Modern data stack stories roundup 2023.1

Data engineering articles that are interesting to read

5 min readJan 12, 2023

General data pipeline

Eats data platform: Empowering businesses with data

How Coupang Eats built a configuration-driven data ingestion, processing, and utilization system — Part 1

medium.com

Talks about data platform for Coupang Eats, Online food order and delivery service.
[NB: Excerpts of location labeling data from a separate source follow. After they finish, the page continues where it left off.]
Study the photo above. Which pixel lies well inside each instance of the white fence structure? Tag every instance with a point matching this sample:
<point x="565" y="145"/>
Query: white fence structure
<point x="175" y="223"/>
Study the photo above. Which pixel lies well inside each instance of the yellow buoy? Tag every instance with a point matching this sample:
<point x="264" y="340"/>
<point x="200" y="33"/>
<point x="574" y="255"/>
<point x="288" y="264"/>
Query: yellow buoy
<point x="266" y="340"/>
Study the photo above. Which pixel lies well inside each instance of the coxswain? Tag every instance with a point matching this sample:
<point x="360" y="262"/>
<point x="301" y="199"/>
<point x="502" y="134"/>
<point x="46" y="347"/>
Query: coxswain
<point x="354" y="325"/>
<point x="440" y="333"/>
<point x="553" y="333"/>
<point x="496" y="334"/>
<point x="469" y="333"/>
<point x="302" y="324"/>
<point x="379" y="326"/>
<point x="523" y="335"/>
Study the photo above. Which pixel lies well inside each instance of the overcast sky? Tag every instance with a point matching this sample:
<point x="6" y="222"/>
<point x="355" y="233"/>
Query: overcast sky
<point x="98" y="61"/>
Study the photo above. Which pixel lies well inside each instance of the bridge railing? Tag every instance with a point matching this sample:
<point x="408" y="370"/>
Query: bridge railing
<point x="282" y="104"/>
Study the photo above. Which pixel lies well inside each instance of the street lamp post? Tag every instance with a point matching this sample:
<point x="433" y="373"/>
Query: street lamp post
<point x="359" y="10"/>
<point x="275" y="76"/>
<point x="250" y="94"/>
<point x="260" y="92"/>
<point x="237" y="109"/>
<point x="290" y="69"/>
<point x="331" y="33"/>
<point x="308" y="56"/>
Centralized data platform supporting training and serving ML models and other data science services, types of data pipeline

Non-real time: for ML related feature production, user profiling and tags generation, and data visualization; at the last step to push offline features and signals to the online storage, configuration-driven pipeline is used to define sync feature group (from Hive tables), generic Spark job definition and scheduling information

Near real-time: ingest Kafka or Hive on Cloud storage to OLAP engine, then wide tables are created by joining multiple table sources using OLAP engine SQL, then again use OLAP engine SQL to generate metrics and signals

Pure real-time: for low latency scenarios like flood detection and risk control, configuration-based pipeline from Kafka and output of real-time features to Kafka (calculate statistical aggregates like SUM, COUNT, UNIQUE COUNT, TOPN).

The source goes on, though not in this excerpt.